While some of us could find the information, (I have provided a job search salary calculator for comparisons below) knowing is usually just a general indicator of what a particular job pays. For instance, a chief executive with an MBA looking for a job in the Portland, Oregon area will find it pays as much as $250k a year on the high side to $139k on the low side.

The problem is much more complicated than just finding what a job is probably worth. In order to get the pay women deserve, they need to know exactly what price the employer has put on the value of that job. All the networking in the world won’t help you if the employer looks at your salary history, offers you more than your last job but less than what they saw as the true value and you accept because it is more.

Unfortunately, the Equal Pay Act hasn’t done much so far. It has been around for decades and is awfully difficult to win and there is still a huge pay gap.
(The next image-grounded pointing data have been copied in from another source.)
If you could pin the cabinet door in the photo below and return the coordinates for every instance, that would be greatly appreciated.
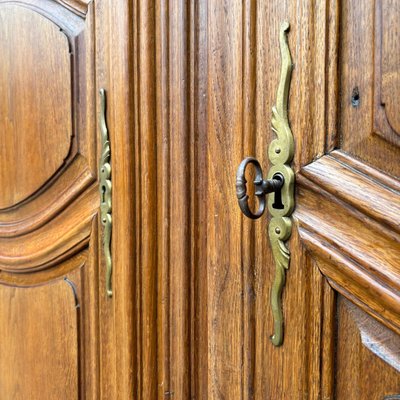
(58, 326)
(209, 72)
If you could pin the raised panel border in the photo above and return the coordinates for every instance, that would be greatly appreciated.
(79, 169)
(353, 231)
(382, 125)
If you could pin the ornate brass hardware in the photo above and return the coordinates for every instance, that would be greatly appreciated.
(262, 187)
(280, 181)
(105, 190)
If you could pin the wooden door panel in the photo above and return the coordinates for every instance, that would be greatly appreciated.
(348, 201)
(368, 353)
(35, 87)
(39, 341)
(369, 65)
(48, 221)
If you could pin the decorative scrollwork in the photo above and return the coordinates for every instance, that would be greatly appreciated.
(105, 190)
(280, 153)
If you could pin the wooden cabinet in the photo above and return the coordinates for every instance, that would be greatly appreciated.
(190, 86)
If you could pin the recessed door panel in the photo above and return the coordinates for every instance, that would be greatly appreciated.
(35, 102)
(39, 342)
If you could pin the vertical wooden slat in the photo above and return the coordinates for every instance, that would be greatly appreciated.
(224, 263)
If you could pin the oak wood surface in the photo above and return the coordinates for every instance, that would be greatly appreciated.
(190, 86)
(63, 337)
(37, 128)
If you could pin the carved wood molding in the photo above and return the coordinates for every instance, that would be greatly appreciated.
(386, 83)
(46, 246)
(352, 230)
(79, 6)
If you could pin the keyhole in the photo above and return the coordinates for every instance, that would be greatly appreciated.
(355, 97)
(103, 193)
(277, 204)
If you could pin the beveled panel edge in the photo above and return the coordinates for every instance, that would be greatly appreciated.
(45, 248)
(352, 281)
(80, 7)
(71, 23)
(37, 278)
(46, 204)
(26, 218)
(384, 343)
(382, 125)
(340, 176)
(330, 180)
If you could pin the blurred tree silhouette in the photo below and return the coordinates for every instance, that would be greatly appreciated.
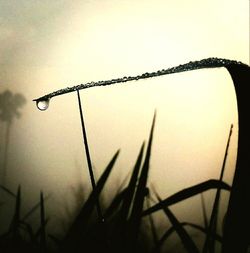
(9, 106)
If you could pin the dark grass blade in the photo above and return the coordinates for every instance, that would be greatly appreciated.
(34, 209)
(78, 228)
(87, 152)
(127, 203)
(187, 193)
(115, 203)
(186, 240)
(8, 191)
(209, 244)
(27, 228)
(171, 230)
(151, 222)
(14, 227)
(135, 218)
(43, 224)
(204, 212)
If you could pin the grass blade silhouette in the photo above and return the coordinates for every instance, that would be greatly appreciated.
(43, 224)
(130, 191)
(75, 235)
(186, 240)
(137, 208)
(209, 245)
(14, 228)
(187, 193)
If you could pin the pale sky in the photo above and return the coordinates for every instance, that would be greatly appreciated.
(48, 45)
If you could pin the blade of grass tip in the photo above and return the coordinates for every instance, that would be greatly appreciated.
(135, 217)
(16, 218)
(209, 244)
(79, 225)
(115, 203)
(43, 224)
(186, 240)
(187, 193)
(151, 222)
(85, 141)
(132, 186)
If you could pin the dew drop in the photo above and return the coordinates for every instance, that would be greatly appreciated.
(42, 105)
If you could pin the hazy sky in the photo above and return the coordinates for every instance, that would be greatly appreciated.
(48, 45)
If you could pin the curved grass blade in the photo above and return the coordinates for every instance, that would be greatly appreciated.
(209, 244)
(187, 193)
(74, 236)
(186, 240)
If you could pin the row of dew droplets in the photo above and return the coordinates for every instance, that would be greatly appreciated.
(42, 105)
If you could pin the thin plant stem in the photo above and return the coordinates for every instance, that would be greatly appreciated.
(85, 141)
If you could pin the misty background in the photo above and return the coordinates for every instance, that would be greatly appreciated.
(48, 45)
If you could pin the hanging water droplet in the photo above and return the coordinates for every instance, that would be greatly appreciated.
(42, 105)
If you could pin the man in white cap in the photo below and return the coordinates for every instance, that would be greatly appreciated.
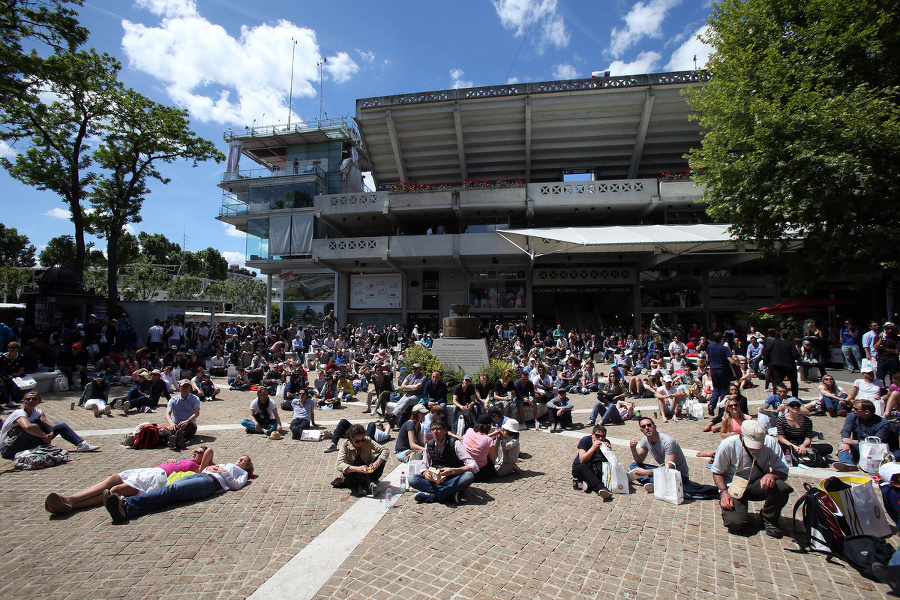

It’s none too easy to even make the claim. But there is currently a bill being debated in Congress called the Paycheck Fairness Act that would allow you to find out what the person sitting next to you earns for the same job and to be able to do so without retaliation. If you ever had a reason to call your congressperson, this is it. If this act passes, this might be worth about $10,662. And that could change not only how women invest, but how they retire as well.